Today Is National Gun Violence Awareness Day
Just yesterday, two people were killed in another school shooting, this time at the University of California in Los Angeles. And every day, 91 Americans on average lose their lives due to gun violence, which adds up to 33,000 Americans killed by guns every year. This number represents a substantial public health crisis facing our nation, but it is much more than just a data point. There are 33,000 stories of lives taken by gun violence each year, stories and lives that touched countless others in their families and communities across the country.
One of those stories is of Hadiya Pendleton, the 15-year old Chicago teen who was shot and killed while sitting in a park with her friends in 2013, just a few weeks after performing at President Obama’s second inauguration. After her death, Hadiya’s friends decided to honor her by wearing orange, the color used by hunters to protect themselves and others.
Three years later, #WearOrange has become a national movement for gun violence prevention. June 2nd is National Gun Violence Awareness Day, or #WearOrange, a day to remember those lost and join together to fight for an end to gun violence.
This year, #WearOrange will reach more people than ever. Over 150 buildings, bridges, and landmarks around the country, including the Empire State Building in New York City, Caesars Palace and the Las Vegas Welcome sign in Las Vegas, the Tennessee State Capitol building in Nashville, and both the American and Canadian sides of Niagara Falls lighting up orange in support of ending gun violence in America. More than 167 mayors, 137 national, state and local organizations, and 100 cultural influencers have signed on as partners for #WearOrange this year, and community leaders in 47 states have taken the pledge and are hosting over 200 events to bring #WearOrange to their neighborhoods. Generation Progress, the youth outreach arm of the Center for American Progress, is collecting the stories, music, and art of young people impacted by gun violence in communities across the country and sharing them on their website.
The movement to end gun violence is stronger than ever, with millions of Americans across the country raising their voices to call on our elected leaders to take action to save lives.

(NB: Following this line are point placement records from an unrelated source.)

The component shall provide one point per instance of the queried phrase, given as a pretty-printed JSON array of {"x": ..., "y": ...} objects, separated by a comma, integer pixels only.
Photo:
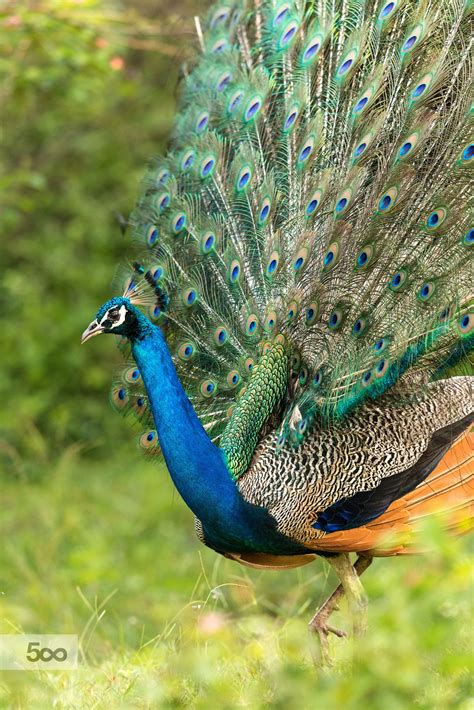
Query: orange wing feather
[{"x": 449, "y": 489}]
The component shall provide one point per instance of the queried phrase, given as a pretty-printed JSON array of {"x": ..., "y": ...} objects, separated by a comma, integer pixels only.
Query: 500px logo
[
  {"x": 45, "y": 654},
  {"x": 20, "y": 652}
]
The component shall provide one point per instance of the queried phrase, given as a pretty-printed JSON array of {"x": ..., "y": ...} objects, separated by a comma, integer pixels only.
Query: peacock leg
[{"x": 350, "y": 586}]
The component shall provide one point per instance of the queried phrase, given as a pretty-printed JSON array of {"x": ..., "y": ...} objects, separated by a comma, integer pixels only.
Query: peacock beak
[{"x": 93, "y": 329}]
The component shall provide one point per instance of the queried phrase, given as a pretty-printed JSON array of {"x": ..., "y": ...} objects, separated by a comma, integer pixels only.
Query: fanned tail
[{"x": 315, "y": 194}]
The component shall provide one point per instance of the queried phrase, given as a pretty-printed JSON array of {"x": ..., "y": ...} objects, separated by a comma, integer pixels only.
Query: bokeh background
[{"x": 95, "y": 541}]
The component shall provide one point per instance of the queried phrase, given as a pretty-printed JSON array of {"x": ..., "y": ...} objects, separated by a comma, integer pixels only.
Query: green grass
[{"x": 107, "y": 551}]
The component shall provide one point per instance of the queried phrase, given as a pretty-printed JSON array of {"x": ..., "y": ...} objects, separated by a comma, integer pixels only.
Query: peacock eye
[{"x": 113, "y": 314}]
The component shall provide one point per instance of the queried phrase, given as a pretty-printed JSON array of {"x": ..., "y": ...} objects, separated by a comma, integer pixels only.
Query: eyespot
[
  {"x": 119, "y": 397},
  {"x": 467, "y": 153},
  {"x": 253, "y": 108},
  {"x": 162, "y": 176},
  {"x": 330, "y": 258},
  {"x": 288, "y": 34},
  {"x": 381, "y": 368},
  {"x": 132, "y": 375},
  {"x": 235, "y": 100},
  {"x": 202, "y": 121},
  {"x": 208, "y": 242},
  {"x": 264, "y": 210},
  {"x": 223, "y": 81},
  {"x": 221, "y": 335},
  {"x": 270, "y": 321},
  {"x": 407, "y": 146},
  {"x": 295, "y": 361},
  {"x": 426, "y": 291},
  {"x": 249, "y": 364},
  {"x": 313, "y": 203},
  {"x": 398, "y": 280},
  {"x": 251, "y": 327},
  {"x": 233, "y": 378},
  {"x": 186, "y": 351},
  {"x": 273, "y": 263},
  {"x": 244, "y": 178},
  {"x": 187, "y": 160},
  {"x": 311, "y": 50},
  {"x": 234, "y": 271},
  {"x": 347, "y": 64},
  {"x": 302, "y": 426},
  {"x": 436, "y": 218},
  {"x": 468, "y": 239},
  {"x": 380, "y": 345},
  {"x": 157, "y": 272},
  {"x": 411, "y": 40},
  {"x": 364, "y": 257},
  {"x": 466, "y": 323},
  {"x": 444, "y": 314},
  {"x": 155, "y": 312},
  {"x": 388, "y": 200},
  {"x": 162, "y": 201},
  {"x": 311, "y": 313},
  {"x": 292, "y": 310},
  {"x": 190, "y": 296},
  {"x": 306, "y": 151},
  {"x": 149, "y": 440},
  {"x": 152, "y": 236},
  {"x": 335, "y": 319},
  {"x": 290, "y": 119},
  {"x": 300, "y": 259},
  {"x": 208, "y": 388},
  {"x": 387, "y": 11},
  {"x": 178, "y": 222},
  {"x": 219, "y": 17}
]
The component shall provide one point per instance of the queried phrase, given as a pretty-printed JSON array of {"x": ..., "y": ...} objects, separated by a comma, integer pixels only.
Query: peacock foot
[{"x": 351, "y": 588}]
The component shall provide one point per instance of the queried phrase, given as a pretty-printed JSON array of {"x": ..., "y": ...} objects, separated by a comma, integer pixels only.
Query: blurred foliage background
[{"x": 94, "y": 540}]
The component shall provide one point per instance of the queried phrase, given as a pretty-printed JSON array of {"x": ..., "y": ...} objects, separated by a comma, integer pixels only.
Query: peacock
[{"x": 297, "y": 314}]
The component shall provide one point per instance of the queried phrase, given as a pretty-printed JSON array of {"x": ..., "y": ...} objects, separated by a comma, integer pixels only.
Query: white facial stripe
[{"x": 121, "y": 319}]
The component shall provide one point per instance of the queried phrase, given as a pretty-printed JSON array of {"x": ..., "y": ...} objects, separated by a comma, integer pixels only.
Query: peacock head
[{"x": 117, "y": 316}]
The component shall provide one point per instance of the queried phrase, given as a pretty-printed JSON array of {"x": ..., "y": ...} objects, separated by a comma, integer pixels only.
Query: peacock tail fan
[{"x": 316, "y": 195}]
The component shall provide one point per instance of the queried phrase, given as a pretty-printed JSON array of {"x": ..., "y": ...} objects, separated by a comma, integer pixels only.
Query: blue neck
[{"x": 196, "y": 465}]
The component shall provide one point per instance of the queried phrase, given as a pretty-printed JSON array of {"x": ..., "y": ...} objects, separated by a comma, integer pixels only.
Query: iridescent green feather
[{"x": 315, "y": 195}]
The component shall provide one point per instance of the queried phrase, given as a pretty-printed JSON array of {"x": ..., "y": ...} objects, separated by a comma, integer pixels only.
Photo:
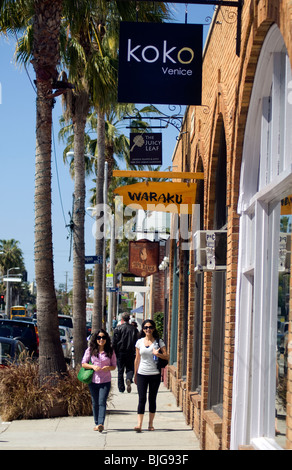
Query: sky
[{"x": 17, "y": 160}]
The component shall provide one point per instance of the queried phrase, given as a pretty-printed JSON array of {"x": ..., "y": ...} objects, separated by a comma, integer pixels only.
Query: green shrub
[{"x": 22, "y": 396}]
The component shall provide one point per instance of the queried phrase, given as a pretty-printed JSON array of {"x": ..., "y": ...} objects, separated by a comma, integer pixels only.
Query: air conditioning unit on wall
[{"x": 210, "y": 248}]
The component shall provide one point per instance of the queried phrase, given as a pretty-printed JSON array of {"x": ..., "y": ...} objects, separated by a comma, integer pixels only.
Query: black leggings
[{"x": 143, "y": 381}]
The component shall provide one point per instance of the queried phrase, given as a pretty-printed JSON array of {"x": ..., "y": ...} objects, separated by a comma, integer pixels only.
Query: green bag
[{"x": 85, "y": 375}]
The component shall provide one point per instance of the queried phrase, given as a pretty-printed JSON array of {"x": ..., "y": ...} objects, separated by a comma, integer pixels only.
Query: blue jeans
[{"x": 99, "y": 394}]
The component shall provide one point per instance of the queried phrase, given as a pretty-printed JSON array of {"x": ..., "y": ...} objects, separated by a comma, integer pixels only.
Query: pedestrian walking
[
  {"x": 147, "y": 374},
  {"x": 100, "y": 357},
  {"x": 124, "y": 341}
]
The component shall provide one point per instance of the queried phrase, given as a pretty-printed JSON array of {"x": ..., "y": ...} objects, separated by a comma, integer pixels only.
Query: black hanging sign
[
  {"x": 146, "y": 148},
  {"x": 160, "y": 63}
]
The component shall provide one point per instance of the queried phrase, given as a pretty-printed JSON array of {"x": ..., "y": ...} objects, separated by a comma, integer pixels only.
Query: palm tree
[
  {"x": 46, "y": 56},
  {"x": 44, "y": 18}
]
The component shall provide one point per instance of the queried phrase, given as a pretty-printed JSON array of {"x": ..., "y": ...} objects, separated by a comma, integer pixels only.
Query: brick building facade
[{"x": 222, "y": 324}]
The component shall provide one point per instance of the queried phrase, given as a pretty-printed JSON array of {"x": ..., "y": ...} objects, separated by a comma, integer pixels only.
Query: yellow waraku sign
[{"x": 160, "y": 196}]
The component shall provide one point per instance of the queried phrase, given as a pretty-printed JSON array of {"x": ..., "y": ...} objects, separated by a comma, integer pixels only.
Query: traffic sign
[
  {"x": 112, "y": 289},
  {"x": 93, "y": 259},
  {"x": 109, "y": 280}
]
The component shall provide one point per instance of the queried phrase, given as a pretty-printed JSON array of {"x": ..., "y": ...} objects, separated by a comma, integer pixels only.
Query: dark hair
[
  {"x": 93, "y": 346},
  {"x": 155, "y": 333}
]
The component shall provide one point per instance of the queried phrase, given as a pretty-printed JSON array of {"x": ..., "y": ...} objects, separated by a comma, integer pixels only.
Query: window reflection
[{"x": 283, "y": 319}]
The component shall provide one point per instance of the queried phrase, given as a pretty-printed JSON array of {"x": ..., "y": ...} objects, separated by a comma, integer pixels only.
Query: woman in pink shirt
[{"x": 100, "y": 353}]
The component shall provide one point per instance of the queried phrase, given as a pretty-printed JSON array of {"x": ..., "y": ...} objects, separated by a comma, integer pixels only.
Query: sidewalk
[{"x": 76, "y": 433}]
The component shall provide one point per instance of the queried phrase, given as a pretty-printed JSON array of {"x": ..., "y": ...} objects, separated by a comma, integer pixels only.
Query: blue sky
[{"x": 17, "y": 158}]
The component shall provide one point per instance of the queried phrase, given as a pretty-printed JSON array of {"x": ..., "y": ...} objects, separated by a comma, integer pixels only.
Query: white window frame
[{"x": 266, "y": 177}]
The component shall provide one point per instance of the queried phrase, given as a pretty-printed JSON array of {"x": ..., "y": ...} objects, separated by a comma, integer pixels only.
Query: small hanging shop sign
[
  {"x": 160, "y": 63},
  {"x": 143, "y": 257},
  {"x": 145, "y": 148},
  {"x": 159, "y": 196}
]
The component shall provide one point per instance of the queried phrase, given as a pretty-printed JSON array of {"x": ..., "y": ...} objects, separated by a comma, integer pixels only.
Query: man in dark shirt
[{"x": 124, "y": 341}]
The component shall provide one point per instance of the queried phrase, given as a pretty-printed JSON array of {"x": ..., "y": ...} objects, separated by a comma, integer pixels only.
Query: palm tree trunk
[
  {"x": 79, "y": 289},
  {"x": 98, "y": 314},
  {"x": 45, "y": 58}
]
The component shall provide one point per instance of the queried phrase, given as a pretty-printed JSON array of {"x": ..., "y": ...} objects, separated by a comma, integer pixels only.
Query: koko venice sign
[
  {"x": 160, "y": 63},
  {"x": 160, "y": 196},
  {"x": 145, "y": 149},
  {"x": 143, "y": 257}
]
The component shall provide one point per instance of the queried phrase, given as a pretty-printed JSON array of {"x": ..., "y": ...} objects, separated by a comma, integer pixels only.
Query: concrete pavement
[{"x": 76, "y": 433}]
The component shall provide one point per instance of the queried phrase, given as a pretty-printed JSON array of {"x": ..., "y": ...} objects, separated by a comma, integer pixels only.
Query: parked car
[
  {"x": 66, "y": 342},
  {"x": 10, "y": 351},
  {"x": 24, "y": 331}
]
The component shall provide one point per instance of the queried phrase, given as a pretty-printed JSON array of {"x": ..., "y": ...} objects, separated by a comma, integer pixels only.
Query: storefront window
[{"x": 283, "y": 320}]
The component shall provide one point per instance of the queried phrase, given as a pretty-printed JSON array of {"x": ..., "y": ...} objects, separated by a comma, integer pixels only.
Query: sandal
[{"x": 99, "y": 428}]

There has been substantial progress in many states to enact strong new gun laws, such as background checks for all gun sales and laws that require domestic abusers to surrender their guns, as well as increasing calls for additional resources to help address many of the underlying causes of gun violence in the community. Yet, despite this growing public support and progress in the states, Congress has failed to take any meaningful action since the mass shooting at Sandy Hook Elementary School in December 2012. This means that there remain significant gaps in our federal laws that allow people who pose an increased risk to community safety to continue to have easy access to guns.
Every 15 minutes, an American is killed by gun violence. And every year that this continues, the voices of #WearOrange are growing louder. On June 2, join the thousands of Americans remembering victims of gun violence, pledge to #WearOrange to honor the lives of victims of gun violence in the United States, and commit to taking action to end gun violence. Don’t forget to share a picture and why you are raising awareness for gun violence prevention using the hashtag #WearOrange on Facebook, Twitter, and Instagram.
BOTTOM LINE: Every day, 90 Americans lose their lives to gun violence. There are common sense solutions that millions of Americans—even gun owners and many Republicans—support, but Congress has refused to act. It’s time to take action to end gun violence.